Introduction: Lymphomatoid papulosis is a chronic benign disease which may be associated with malignant lymphomas. This case illustrates the relapsing and remitting nature of both lymphomatoid papulosis and its potential of developing cutaneous T-cell lymphoma and narrowband ultraviolet B (NB-UVB) phototherapy as a new modality of treatment of early-stage mycosis fungoides in these patients.

Clinical Picture: A 44-year-old woman has had recurrent crops of papules and nodules of lymphomatoid papulosis on the limbs for 15 years. Histological features are consistent with the type B lesions of lymphomatoid papulosis. Eight years after the initial onset of these lesions she developed cutaneous T-cell lymphoma (mycosis fungoides). Since then, she has had recurrence of mycosis fungoides following the cessation of phototherapy, but had no evidence of systemic involvement.

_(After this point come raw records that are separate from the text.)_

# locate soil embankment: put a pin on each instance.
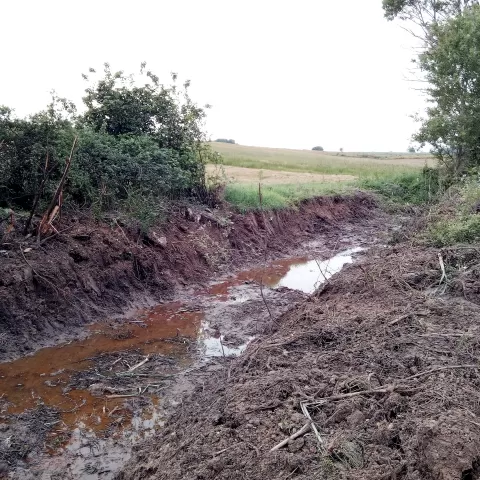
(91, 270)
(75, 410)
(384, 360)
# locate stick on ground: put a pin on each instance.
(306, 428)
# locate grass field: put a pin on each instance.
(289, 176)
(357, 164)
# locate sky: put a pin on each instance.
(277, 73)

Treatment: The lesions of lymphomatoid papulosis responded to intermittent courses of oral methotrexate. Mycosis fungoides was treated with oral psoralen and ultraviolet A phototherapy with good response. Unfortunately, the lesions relapsed whenever phototherapy was discontinued. The most recent recurrence of mycosis fungoides was treated with NB-UVB therapy.

Outcome: The papules of lymphomatoid papulosis continue to appear but she remains free of lesions of mycosis fungoides, 10 months after cessation of NB-UVB therapy.

Conclusion: Long-term surveillance is essential in all cases of lymphomatoid papulosis as accurate predictors for the development of malignant lymphoma in these individuals are still lacking.

Lymphomatoid papulosis is a self-healing recurrent popular eruption often exhibiting a chronic course. It is associated with malignant lymphomas in 10% to 20% of cases.